Concernant le second argument, relatif au caractère dénigrant de l’avis, la Cour a précisé la notion de dénigrement. Celui-ci se caractérise par la divulgation d’informations susceptibles de jeter le discrédit sur une entreprise, en dehors de tout débat d’intérêt général, sans base factuelle suffisante et dans des termes dépourvus de mesure. Or, dans le cas d’espèce, le commentaire ne portait pas sur la qualité des produits ou des services de NOVAMINDS mais sur le fonctionnement interne de l’entreprise, notamment sa gestion managériale et les conditions de travail. Ces sujets, selon la Cour, sont précisément ceux sur lesquels les plateformes comme Glassdoor sont conçues pour recueillir des témoignages d’employés, qu’ils soient favorables ou critiques. L’avis incriminé ne constituait donc pas un acte de concurrence déloyale, ni une atteinte directe à l’image commerciale de la société. Il exprimait une opinion personnelle, dans un cadre prévu à cet effet, et s’inscrivait dans le champ de la liberté d’expression. Le terme « marché » employé dans l’avis renvoyait d’ailleurs au marché de l’emploi et non au marché économique sur lequel l’entreprise évolue, comme le soutenait NOVAMINDS.

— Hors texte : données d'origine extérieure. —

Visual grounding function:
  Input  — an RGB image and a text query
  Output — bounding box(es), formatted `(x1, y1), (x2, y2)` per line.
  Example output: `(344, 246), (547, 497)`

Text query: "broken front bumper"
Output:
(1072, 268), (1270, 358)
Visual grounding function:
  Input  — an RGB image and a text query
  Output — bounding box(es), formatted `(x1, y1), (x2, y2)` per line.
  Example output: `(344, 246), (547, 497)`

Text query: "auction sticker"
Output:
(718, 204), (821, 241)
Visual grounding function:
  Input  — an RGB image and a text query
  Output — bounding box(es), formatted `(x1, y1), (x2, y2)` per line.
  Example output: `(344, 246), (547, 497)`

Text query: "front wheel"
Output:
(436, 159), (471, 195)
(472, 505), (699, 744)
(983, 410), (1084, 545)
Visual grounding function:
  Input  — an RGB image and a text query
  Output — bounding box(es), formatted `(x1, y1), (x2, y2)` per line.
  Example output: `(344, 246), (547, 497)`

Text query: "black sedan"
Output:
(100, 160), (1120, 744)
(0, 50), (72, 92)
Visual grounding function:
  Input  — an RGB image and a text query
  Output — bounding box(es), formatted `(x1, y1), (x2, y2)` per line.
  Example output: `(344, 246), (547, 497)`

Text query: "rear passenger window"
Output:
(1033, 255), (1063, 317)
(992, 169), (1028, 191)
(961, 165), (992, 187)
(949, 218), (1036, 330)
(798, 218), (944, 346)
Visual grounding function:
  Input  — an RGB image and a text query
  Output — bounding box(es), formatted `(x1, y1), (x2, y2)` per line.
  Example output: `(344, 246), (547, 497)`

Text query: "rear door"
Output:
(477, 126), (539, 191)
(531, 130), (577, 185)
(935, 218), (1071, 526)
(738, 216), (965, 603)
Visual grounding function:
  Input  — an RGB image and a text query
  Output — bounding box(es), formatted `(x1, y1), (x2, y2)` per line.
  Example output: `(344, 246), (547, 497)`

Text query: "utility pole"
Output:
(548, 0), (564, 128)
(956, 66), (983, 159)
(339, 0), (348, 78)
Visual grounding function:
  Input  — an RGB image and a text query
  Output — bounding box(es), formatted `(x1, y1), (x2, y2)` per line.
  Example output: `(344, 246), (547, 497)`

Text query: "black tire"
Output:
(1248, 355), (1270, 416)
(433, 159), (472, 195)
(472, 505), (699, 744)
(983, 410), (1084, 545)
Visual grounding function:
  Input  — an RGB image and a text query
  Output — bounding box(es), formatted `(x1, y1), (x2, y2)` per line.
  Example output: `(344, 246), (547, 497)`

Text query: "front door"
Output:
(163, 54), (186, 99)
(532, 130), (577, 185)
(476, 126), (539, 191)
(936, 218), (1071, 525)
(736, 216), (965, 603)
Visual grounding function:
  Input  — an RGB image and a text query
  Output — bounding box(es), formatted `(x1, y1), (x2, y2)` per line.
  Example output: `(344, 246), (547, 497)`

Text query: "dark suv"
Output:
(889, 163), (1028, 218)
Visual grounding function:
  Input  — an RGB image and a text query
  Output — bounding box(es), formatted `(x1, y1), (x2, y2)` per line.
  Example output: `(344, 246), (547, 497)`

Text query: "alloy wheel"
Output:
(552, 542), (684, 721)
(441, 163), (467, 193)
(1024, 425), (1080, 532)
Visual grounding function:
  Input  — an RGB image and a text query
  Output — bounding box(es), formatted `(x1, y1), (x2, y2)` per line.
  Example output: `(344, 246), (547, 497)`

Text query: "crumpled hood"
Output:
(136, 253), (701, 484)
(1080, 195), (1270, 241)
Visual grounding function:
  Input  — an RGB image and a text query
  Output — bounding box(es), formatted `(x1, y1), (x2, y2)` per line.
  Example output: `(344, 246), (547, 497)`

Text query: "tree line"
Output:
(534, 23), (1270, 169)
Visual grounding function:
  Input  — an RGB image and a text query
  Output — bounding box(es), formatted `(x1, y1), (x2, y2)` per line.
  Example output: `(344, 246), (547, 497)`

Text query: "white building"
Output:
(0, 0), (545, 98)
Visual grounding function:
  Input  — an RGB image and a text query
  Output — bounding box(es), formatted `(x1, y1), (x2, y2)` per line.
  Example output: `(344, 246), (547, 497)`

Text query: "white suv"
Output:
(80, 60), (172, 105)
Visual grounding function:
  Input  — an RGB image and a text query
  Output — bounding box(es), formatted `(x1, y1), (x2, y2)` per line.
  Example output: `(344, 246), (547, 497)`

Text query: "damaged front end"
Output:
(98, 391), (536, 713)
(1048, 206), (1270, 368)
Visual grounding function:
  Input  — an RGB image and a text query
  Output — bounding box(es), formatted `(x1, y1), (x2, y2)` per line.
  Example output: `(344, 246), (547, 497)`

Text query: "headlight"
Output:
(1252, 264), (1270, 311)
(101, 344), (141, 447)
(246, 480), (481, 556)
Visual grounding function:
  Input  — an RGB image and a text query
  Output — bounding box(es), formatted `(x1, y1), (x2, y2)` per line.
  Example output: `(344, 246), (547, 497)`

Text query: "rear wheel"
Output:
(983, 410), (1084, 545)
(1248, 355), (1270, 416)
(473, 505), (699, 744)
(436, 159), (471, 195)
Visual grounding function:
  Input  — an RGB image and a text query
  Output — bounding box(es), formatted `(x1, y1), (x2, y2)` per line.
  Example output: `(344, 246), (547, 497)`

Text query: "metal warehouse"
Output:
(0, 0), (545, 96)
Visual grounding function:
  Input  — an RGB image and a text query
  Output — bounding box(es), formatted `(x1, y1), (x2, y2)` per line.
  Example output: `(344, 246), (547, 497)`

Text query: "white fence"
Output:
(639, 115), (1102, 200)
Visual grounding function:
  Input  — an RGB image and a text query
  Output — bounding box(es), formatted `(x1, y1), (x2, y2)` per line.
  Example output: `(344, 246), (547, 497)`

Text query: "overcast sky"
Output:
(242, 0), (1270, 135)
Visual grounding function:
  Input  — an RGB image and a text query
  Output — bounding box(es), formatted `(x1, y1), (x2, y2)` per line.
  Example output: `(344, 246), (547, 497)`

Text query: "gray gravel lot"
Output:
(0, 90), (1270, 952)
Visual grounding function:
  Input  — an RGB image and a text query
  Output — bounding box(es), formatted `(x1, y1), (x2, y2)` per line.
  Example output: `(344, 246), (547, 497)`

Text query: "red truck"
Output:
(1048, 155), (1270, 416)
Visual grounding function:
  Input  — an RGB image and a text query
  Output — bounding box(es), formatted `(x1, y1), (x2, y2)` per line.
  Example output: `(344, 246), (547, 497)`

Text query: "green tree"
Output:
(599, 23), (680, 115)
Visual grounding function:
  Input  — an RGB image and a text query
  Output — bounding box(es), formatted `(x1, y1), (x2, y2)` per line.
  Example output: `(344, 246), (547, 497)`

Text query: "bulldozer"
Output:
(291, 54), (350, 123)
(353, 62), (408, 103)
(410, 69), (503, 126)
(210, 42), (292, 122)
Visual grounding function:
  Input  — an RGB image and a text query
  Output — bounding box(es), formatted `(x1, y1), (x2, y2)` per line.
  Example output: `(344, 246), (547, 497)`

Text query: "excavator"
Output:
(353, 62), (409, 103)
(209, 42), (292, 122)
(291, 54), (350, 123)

La Cour a également souligné que les inexactitudes alléguées par la société, telles que le nombre de niveaux hiérarchiques ou l’effectif exact à la date de publication, ne suffisaient pas à rendre l’avis illicite. Ces éléments relèvent d’une appréciation subjective ou peuvent évoluer dans le temps, et leur approximation n’ôte pas à l’avis son caractère d’opinion légitime. Par ailleurs, l’entreprise ne pouvait exiger de GLASSDOOR qu’elle révèle l’identité de l’auteur de l’avis, l’anonymat étant consubstantiel à la nature du site et protégé par les principes de protection des données à caractère personnel.
En conclusion, la Cour a considéré que l’avis en cause ne présentait pas de caractère illicite. Il ne méconnaissait ni la clause contractuelle invoquée, ni les limites de la liberté d’expression. Dès lors, aucune mesure de retrait ne pouvait être ordonnée. Le préjudice invoqué par NOVAMINDS, tant économique que réputationnel, n’était pas démontré de manière probante. En conséquence, la Cour a confirmé la décision de première instance en toutes ses dispositions, rejeté l’ensemble des demandes formulées par NOVAMINDS, et l’a condamnée aux dépens d’appel ainsi qu’à verser à la société GLASSDOOR une indemnité de 10 000 euros au titre des frais irrépétibles.
(Cour d’appel de Paris du 7 mai 2025, RG no 23/18809)
Cet arrêt rappelle que le droit à la critique de l’employé, même négative, est protégé lorsque l’expression reste mesurée, factuelle ou relevant d’un vécu sincère. Pour les directions des ressources humaines, il constitue un repère important sur les limites des clauses de réserve et sur les recours envisageables en matière de réputation en ligne. L’entreprise ne peut obtenir la suppression d’un avis défavorable que si elle démontre une atteinte caractérisée, fondée sur des propos manifestement illicites, ce qui n’était pas le cas en l’espèce.